Trump Formally Recognizes Golan Heights, Noah’s Bagels, as Territory Of Israel


In another move to reinforce the relationship between America and our beloved allies in the nation of Israel, President Trump stepped up on this historic day and did what no other leader has done in decades - Formally accepted recognition that the disputed Golan Heights territory was Israel’s to do with as they please, as well as all outlets of popular Hebraic baked-good franchise “Noah’s Bagels.”  Le’chaim!

A “bagel” is basically a Jewish donut with all the fun taken out of it. They also invented a poopy-looking fish that comes in a jar.

Proving once again his dedication to the good people of the world just after being named in the manifesto of a white nationalist murderer, the President either saw this as an opportunity to get a life-long discount on a nice lox schmear, or to push the unflattering story of being depicted as the pope of white nationalism out of the press.  Recent polls show Trump’s popularity among Jewish Americans rise during these gestures, but, typically fall again when younger men and women visit their bubbies after shul, and are told over a bowl of bland matzoh-ball soup that the President is a “meshuginah schmuck with a zoyus kopf.” Bubby also has no love for Noah’s Bagels because she says all the salt gives her gas.

Bubby is also not a fan of WiFi. She says : “All that stuff flying around the air probably gives all the birds the runs.”

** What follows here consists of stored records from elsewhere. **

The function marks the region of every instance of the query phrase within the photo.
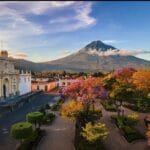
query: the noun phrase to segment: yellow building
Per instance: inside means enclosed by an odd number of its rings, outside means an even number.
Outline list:
[[[7,51],[0,52],[0,100],[19,94],[19,70],[16,70]]]

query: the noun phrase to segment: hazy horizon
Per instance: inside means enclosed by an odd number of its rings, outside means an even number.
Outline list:
[[[4,1],[0,10],[0,49],[10,56],[51,61],[101,40],[150,61],[148,2]]]

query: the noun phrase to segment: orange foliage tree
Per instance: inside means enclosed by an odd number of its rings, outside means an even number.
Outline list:
[[[140,69],[132,76],[133,84],[139,90],[150,92],[150,70]]]

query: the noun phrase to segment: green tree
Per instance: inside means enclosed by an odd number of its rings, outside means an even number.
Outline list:
[[[115,105],[117,108],[118,116],[120,115],[120,107],[122,106],[123,101],[128,101],[132,99],[134,91],[129,87],[128,84],[121,82],[116,84],[110,92],[110,97],[115,100]]]
[[[19,122],[11,127],[11,136],[22,141],[29,138],[33,133],[32,124],[29,122]]]
[[[106,125],[102,123],[92,125],[92,123],[89,122],[82,130],[81,135],[89,142],[103,140],[109,134]]]
[[[27,121],[30,123],[33,123],[35,125],[35,128],[36,128],[37,124],[40,127],[43,117],[44,117],[43,113],[41,113],[39,111],[28,113],[26,116]]]

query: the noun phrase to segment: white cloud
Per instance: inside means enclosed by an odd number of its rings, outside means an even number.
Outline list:
[[[18,52],[18,53],[9,53],[9,57],[24,59],[27,58],[28,55],[24,52]]]
[[[70,9],[68,16],[63,11],[58,18],[54,18],[57,10],[67,7]],[[44,33],[69,32],[80,28],[86,28],[96,23],[96,19],[90,16],[92,12],[91,2],[2,2],[0,3],[0,39],[9,40],[25,36],[41,35]],[[28,16],[45,15],[53,12],[51,20],[47,22],[34,22]],[[48,16],[47,16],[48,17]],[[48,18],[47,18],[48,19]],[[52,26],[47,26],[48,23]],[[59,24],[61,23],[61,24]],[[55,26],[56,25],[56,26]]]
[[[126,41],[121,41],[121,40],[103,40],[104,43],[107,44],[118,44],[118,43],[125,43]]]
[[[49,21],[50,24],[56,24],[53,32],[70,32],[94,25],[96,19],[90,16],[92,12],[91,7],[91,2],[78,2],[74,4],[72,8],[73,14],[69,13],[66,17],[58,17]]]
[[[87,51],[88,54],[98,55],[98,56],[113,56],[113,55],[120,55],[120,56],[130,56],[130,55],[138,55],[138,54],[146,54],[150,53],[150,51],[143,51],[143,50],[107,50],[105,52],[97,51],[96,49],[89,49]]]

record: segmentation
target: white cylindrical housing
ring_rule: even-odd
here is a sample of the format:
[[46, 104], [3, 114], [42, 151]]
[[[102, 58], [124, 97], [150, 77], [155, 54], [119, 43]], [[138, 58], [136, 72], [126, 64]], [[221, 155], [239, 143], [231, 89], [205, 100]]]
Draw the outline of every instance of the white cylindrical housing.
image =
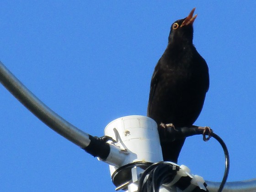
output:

What I know, being very close to Jewish, (The guy my sister married plays the violin), is that this is a historic day.  It’s probably to our Chosen friends the same as when that one guy figured out that he could buy his kid’s Bar Mitzvah clothes and then had eight days to take them back afterwards for a full refund.  That’s where “Channukah” came from.  They even light candles each day to remind them how long they have left.  Very smart, those people.  Now let’s just make sure to keep them damn Germans away from them.